I have my loss function as loss = loss1 + loss2.
After each forward pass, i calculate the gradients using loss.backward() and update my weights. Where loss1(w,b) loss2(w,b) and loss(w,b) are functions of network parameters.
Now in every iteration of gradient descent, I need the gradients of loss1 and loss2 wrt the network parameters as well.So i use loss1.backward(retain_graph=True) and loss2.backward(retain_graph=True) . Is it the right approach?
Also, if you can explain what is actually happening while doing retain_graph= True and with False I would be grateful
retain_graph=True causes autograd NOT to aggressively free up the saved tensors required for grad computation after the backward call.
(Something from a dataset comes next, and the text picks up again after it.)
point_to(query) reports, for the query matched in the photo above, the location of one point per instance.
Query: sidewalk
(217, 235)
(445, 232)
But for this, you will not be able to call . backward on a tensor more than once as the intermediate tensors required for the backward pass shall already be freed.
For your case, using
retain_graph=True should help if you aren’t running into any errors and everything is working as expected. Otherwise, feel free to post the error along with an executable code snippet.
Thanks for your answer,
I do not get any error, but as you mentioned : “i cannot call .backward more than once …”, That explains the error that I was recieving when I was not setting the retain_graph = True, parameter while calculating the gradients of loss1 and loss2 in each step of my gradient descent as they use the same tensors for computation.
Again, many thanks for clarification
A small addition: make sure to use
retain_graph=False (or just drop this argument as it’s the default) in the last
backward call to allow PyTorch to free the intermediates.